Après l’étape du CSPS du secteur n°11, l’hôte du jour a mis le cap sur l’école Baapouguini B, située au secteur n°1 de Fada N’Gourma.

A entendre son directeur Dieudonné Ouoba, cet établissement d’enseignement primaire qui a accueilli, cette année, un grand nombre d’enfants déplacés internes s’est retrouvé avec des effectifs pléthoriques.

«Pour cette année scolaire, les effectifs s’élèvent à 897 élèves avec un nombre de 314 élèves déplacés internes», a-t-il précisé.

Pour répondre temporairement aux besoins d’infrastructures, plusieurs tentes ont été érigées par l’UNICEF à l’école Baapouguini B. Le PAM, quant à lui, apporte son appui pour rendre opérationnelle la cantine scolaire.

«Accompagner l’Etat burkinabè à reconquérir son territoire»

Pour l’ambassadeur français, cette précarité est intenable pour des enfants. «Nous nous sommes rendus compte que les défis sont immenses en termes d’éducation et de santé dans la région. Nous avons vu, par exemple, qu’une seule salle de classe a un effectif de 161 élèves », a-t-il constaté.

Une situation inadmissible, selon la représentante de l’UNICEF au Burkina Faso, Sandra Lattouf. Pour elle, c’est d’ailleurs la raison de la visite.

«C’est pour cela que nous sommes à Fada. Je pense que nous pouvons faire plus pour soulager les enfants. Et nous devons le faire ensemble», a-t-elle souligné.

Le diplomate Luc Hallade a assuré que des réflexions seront menées afin d’apporter des solutions aux difficultés.

«Nous allons voir comment nous pouvons intervenir davantage pour aider à la construction de salle de classe, à la scolarisation des enfants, à la réhabilitation des centres de santé, notamment.
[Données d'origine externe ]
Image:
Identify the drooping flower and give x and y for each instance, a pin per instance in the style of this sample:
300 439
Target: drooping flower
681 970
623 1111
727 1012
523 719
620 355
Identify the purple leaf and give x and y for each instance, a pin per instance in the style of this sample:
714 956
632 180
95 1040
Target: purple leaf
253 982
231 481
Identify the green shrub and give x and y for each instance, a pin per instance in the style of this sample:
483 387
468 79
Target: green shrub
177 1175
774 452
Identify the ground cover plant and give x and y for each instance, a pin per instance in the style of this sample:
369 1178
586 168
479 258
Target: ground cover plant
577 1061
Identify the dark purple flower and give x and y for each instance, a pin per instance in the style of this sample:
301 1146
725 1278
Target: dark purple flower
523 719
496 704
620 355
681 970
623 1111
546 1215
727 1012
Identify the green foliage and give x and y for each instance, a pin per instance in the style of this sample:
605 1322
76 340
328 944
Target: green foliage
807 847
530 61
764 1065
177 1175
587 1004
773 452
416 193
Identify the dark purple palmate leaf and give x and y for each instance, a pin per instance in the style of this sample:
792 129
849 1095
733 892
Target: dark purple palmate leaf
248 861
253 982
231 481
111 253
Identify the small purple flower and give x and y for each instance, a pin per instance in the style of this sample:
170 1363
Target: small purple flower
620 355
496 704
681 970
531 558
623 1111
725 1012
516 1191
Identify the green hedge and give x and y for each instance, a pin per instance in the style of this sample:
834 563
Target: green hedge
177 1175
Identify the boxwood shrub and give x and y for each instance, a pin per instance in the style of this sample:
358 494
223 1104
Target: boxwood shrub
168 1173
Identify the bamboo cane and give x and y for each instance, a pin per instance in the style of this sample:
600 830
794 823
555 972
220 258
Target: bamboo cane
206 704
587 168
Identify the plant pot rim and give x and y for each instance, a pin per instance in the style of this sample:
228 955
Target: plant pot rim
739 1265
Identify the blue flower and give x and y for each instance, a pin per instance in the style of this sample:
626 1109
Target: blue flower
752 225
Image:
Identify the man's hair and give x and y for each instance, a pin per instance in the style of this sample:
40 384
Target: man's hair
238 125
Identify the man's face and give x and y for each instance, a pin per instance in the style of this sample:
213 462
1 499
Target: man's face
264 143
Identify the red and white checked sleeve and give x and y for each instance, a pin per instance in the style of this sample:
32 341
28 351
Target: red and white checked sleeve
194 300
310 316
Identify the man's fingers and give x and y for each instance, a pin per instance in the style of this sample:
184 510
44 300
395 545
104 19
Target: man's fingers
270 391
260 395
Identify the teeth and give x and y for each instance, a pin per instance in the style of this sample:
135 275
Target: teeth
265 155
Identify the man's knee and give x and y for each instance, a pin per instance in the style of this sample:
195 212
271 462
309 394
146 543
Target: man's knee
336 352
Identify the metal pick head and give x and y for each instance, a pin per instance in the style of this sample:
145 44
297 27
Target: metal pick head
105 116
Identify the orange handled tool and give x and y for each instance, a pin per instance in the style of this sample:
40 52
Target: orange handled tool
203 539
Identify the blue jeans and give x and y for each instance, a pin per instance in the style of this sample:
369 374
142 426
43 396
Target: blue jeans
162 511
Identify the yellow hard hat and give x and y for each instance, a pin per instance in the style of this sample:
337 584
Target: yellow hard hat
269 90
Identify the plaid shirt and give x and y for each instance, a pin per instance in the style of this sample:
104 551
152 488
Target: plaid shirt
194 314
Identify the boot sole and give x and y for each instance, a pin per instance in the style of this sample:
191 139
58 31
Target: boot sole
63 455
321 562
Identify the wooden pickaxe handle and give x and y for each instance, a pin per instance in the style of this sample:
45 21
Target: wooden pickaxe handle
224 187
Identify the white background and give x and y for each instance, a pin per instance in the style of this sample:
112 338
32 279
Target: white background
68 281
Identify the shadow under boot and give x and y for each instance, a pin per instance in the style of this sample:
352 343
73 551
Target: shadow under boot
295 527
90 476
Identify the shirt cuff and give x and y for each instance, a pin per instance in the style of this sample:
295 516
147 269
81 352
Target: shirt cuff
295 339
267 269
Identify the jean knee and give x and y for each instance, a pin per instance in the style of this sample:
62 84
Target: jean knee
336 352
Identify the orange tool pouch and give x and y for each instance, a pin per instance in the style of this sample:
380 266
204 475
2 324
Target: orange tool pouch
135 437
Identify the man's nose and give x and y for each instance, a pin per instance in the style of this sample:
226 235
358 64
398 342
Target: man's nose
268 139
Nous allons continuer à mobiliser des financements pour essayer d’aider à relever ces défis humanitaires et de développement. Nous allons essayer de faire vite parce qu’il y a urgence», a-t-il promis.

Il a ajouté : «l’Etat burkinabè veut reconquérir le territoire dont il a plus ou moins perdu le contrôle. On va essayer de l’accompagner, c’est d’ailleurs l’objet du sommet de N’Djamena qui se tient aujourd’hui même».

Pour le directeur de l’AFD, Gilles Chausse, sa structure intervient à l’Est à travers le Projet de Sécurité alimentaire dans l’Est du Burkina Faso (PSAE) et le Projet d’adduction d’eau potable, notamment.

«Nous avons un nouveau financement qui va démarrer cette année en faveur des collectivités territoriales. Deux autres projets viendront prendre le relais à la fin du PSAE l’année prochaine. Si nous faisons le total des projets en cours d’exécution et ceux en perspectives, nous avons une enveloppe de 100 millions d’euros environ», a-t-il annoncé.

En début de matinée, l’ambassadeur de France au Burkina Faso, Luc Hallade, le directeur de l’AFD, Gilles Chausse et quatre autres personnes ont été décorés, à titre exceptionnel, de la médaille d’honneur des collectivités locales.

Cette distinction, pour le diplomate, est l’expression de la reconnaissance du service rendu, mais aussi une incitation à redoubler d’efforts. Au premier jour de son séjour dans la cité de Yendabli, Luc Hallade a visité, également, le Centre hospitalier régional (CHR) de Fada.

En début de soirée, sa délégation et lui ont échangé avec les autorités de la région de l’Est sous le thème : «Dynamiques sociopolitiques et demandes de développement dans la région de l’Est du Burkina Faso».